Today’s replacement, called the Navigable Waters Protection Rule, further loosens regulations. Prior to the Obama rule, the U.S. Environmental Protection Agency and the Army Corps of Engineers decided on a case-by-case basis whether to issue permits for activities affecting ephemeral streams and isolated wetlands. Under the Trump rule, landowners need not even seek a permit for those activities.
Lakes, steady-flowing streams, and other major water bodies remain protected under the new rule. However, the changes mean a permit is no longer needed to drain or discharge pollution into ephemeral streams—those that flow only after precipitation. The same goes for wetlands and ponds that don’t directly abut or have a regular surface connection to a larger, protected water body. Despite appearing disconnected, these isolated wetlands and sometimes-dry streams nevertheless play an important role in the integrity of watersheds, scientists say, as well as providing important bird habitat.
President Trump teased the changes earlier this week at the American Farm Bureau Federation’s annual meeting, and EPA Administrator Andrew Wheeler formally announced them today at a gathering of the National Association of Home Builders.
“EPA and the Army are providing much needed regulatory certainty and predictability for American farmers, landowners and businesses to support the economy and accelerate critical infrastructure projects,” Wheeler said in a press release.

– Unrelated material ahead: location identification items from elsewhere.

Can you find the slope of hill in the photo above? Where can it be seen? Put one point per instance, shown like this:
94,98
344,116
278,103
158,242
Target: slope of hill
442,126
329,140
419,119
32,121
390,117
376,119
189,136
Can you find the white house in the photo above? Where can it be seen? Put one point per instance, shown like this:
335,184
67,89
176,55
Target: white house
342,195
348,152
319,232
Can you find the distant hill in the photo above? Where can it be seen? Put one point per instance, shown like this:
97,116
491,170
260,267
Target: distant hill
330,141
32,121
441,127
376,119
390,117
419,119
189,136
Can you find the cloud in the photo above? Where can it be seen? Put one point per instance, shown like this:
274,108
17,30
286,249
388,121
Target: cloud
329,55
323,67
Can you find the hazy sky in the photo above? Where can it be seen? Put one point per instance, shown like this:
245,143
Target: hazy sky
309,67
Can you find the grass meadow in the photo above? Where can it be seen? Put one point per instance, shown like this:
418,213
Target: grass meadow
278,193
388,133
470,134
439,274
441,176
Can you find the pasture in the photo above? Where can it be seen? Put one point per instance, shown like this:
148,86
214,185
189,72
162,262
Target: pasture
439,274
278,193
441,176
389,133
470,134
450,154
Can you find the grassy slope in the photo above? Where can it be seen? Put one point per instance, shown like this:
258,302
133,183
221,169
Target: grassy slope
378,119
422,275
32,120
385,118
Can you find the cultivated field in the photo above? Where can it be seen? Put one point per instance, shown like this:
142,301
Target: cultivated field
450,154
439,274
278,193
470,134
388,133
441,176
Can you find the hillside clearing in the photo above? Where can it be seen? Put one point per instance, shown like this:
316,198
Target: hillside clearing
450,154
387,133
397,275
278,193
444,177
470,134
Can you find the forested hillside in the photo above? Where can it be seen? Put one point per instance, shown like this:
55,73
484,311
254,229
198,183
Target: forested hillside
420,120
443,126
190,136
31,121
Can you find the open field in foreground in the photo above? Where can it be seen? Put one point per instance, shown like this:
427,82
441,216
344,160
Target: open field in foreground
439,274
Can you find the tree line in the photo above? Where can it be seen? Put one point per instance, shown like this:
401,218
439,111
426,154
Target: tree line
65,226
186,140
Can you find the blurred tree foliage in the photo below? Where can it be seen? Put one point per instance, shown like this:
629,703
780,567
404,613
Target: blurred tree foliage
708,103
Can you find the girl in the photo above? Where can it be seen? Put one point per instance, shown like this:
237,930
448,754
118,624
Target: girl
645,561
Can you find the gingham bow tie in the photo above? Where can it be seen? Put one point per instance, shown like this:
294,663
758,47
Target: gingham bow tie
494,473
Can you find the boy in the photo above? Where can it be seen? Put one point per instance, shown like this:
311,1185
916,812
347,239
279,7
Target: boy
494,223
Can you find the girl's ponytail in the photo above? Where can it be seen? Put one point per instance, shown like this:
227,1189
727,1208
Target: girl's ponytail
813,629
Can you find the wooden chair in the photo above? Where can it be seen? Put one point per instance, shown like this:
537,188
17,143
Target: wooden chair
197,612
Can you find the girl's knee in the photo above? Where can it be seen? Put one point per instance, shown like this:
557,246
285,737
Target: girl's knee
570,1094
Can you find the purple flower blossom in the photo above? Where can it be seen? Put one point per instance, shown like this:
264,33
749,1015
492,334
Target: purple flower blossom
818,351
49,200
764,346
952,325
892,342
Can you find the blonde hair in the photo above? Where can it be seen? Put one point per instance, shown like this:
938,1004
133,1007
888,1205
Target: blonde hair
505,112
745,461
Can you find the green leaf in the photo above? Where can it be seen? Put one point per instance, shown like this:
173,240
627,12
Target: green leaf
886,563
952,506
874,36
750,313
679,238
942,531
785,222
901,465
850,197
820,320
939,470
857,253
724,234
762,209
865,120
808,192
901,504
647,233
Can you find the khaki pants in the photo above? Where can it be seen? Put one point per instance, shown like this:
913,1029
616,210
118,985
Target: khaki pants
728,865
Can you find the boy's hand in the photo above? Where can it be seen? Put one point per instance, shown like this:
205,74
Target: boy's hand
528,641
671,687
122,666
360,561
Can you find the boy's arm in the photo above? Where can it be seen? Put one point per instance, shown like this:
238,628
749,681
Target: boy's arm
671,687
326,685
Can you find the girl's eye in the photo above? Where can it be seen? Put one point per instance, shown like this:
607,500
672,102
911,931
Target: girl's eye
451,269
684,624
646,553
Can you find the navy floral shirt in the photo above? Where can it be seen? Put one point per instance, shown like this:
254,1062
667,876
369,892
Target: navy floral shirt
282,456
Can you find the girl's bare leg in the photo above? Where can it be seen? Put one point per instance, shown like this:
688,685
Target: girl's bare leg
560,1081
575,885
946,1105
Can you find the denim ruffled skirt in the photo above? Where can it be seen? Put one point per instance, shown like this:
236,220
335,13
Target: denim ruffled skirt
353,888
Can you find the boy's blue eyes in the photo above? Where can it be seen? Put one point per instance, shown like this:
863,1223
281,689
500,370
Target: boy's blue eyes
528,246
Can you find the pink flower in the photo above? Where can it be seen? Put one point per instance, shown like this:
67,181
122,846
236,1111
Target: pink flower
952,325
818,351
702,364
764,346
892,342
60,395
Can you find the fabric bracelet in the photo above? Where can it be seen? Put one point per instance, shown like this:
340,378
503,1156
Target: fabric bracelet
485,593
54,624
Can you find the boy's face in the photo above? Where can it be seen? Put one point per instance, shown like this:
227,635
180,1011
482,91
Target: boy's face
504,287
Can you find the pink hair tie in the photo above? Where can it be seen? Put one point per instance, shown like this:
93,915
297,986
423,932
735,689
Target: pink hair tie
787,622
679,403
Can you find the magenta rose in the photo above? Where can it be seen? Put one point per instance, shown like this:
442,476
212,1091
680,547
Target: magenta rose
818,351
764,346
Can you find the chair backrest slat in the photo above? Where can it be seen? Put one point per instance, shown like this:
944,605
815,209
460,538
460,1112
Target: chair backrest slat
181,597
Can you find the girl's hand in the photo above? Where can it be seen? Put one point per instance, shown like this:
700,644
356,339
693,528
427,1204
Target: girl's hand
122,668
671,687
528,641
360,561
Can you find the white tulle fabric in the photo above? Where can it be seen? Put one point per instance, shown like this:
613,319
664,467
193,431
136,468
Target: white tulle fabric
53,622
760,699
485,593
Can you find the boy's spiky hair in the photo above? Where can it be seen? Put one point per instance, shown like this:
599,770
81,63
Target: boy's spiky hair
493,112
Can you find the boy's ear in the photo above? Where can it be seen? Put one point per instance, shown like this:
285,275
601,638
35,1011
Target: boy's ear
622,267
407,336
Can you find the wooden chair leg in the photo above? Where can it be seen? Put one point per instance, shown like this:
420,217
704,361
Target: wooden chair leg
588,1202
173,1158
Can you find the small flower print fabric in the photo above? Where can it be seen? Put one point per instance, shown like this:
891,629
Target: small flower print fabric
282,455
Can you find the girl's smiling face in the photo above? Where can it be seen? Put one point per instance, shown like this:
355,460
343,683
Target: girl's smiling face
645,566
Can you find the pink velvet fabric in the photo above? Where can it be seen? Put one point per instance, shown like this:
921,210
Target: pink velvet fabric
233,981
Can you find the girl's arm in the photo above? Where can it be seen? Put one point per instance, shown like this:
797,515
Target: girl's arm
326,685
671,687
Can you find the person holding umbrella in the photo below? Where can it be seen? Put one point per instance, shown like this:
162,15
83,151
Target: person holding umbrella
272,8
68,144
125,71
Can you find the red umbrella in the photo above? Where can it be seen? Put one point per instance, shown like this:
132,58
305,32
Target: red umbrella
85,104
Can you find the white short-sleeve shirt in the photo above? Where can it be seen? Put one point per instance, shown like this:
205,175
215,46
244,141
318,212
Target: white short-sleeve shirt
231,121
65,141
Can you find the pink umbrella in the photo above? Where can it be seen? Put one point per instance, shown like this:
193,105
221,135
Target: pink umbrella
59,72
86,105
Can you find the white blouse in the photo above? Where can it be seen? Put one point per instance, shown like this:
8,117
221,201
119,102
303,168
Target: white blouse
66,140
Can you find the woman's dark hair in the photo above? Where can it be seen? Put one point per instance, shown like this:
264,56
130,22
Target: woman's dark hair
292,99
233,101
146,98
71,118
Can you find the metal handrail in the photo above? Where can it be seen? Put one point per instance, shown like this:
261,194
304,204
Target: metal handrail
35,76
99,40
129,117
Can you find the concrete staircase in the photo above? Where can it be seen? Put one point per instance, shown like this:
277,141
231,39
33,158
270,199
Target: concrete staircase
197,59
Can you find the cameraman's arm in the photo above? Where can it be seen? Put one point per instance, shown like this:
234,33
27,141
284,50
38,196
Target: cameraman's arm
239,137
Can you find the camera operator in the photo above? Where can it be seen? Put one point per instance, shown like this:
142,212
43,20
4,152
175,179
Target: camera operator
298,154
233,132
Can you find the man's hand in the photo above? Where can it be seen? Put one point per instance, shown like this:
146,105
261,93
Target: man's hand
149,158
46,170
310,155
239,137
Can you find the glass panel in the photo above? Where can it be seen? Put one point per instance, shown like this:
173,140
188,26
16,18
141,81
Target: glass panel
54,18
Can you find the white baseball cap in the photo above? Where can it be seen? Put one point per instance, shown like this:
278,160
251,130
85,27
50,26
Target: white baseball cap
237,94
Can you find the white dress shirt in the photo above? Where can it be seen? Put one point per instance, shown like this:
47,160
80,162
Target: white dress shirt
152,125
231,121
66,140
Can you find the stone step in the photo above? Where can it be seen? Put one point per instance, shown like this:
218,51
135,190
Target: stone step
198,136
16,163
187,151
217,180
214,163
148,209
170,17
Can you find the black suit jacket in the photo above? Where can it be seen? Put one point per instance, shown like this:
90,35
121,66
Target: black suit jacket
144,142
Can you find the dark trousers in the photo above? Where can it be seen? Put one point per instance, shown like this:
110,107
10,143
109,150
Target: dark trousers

Environmental groups sharply disagreed with Wheeler’s explanation that the rule “strikes the proper balance between Washington and the states.” Instead, the loosened regulations are “an affront to the health and safety of hundreds of millions of people across the country who depend on rivers and streams for clean water,” said Bob Irvin, president and CEO of the nonprofit American Rivers, in a statement.
“We cannot overstate how far this sets us back when it comes to protecting our water,” said Chris Wood, President and CEO of Trout Unlimited. “You can bet on gravity every time and whatever is in our headwaters will ultimately end up in our own backyards. Headwaters and wetlands are some of the most important components to our network of streams and rivers.”
Even the EPA’s own Science Advisory Board cautioned in a recent letter that “aspects of the proposed rule are in conflict with established science.” That includes a comprehensive review of 1,200 scientific studies the EPA conducted in 2015, which concluded that even small, ephemeral streams and wetlands outside of floodplains shape the health of downstream waters. The letter also noted that irrigation canals, no longer covered by the Clean Water Act under the new definition, are frequently the source of E. coli contamination in vegetables.
The water bodies no longer protected by the new rule include some of the most important bird habitat on the continent, advocates say. They include prairie potholes, seasonal wetlands used so heavily by waterfowl that the part of the northern Great Plains where they’re found is sometimes called “America’s duck factory.” Other seasonal wetlands in the Everglades, where wading birds like Wood Storks and Roseate Spoonbills hunt fish for their nestlings, also lose protection. So do ephemeral desert streams, sometimes called arroyos or washes, that may flow only occasionally but nonetheless provide essential habitat for vulnerable species like the endangered Southwest Willow Flycatcher.
Just over half of the nation’s wetlands now fall outside the scope of the Clean Water Act, according to government estimates obtained by E&E News. Those same figures show that about 18 percent of U.S. streams are ephemeral and therefore no longer protected. In parts of the West that proportion is far greater. Roughly two-thirds of California’s streams are ephemeral, according to an analysis of the same government data by Trout Unlimited. In Arizona, it’s nearly three-quarters.
“Even if a water body only flows after rain or when we have snowmelt, those are incredibly important bird habitat that now could be drained and destroyed more easily,” says Julie Hill-Gabriel, vice president for water conservation at the National Audubon Society.
Important as they are now, these waterways will become still more valuable in a future altered by worsening climate change, Hill-Gabriel adds. Conserving water in arid regions of the country will grow increasingly urgent in drought years to come, she says, and draining wetlands means losing their sponge-like capacity for storing flood water as a warmer atmosphere yields more punishing downpours.
The law will take effect 60 days after it is published in the Federal Register, but in the meantime, as with Trump's repeal of the Obama rule, the rollback is certain to see numerous legal challenges from Democratic attorneys general and environmental groups.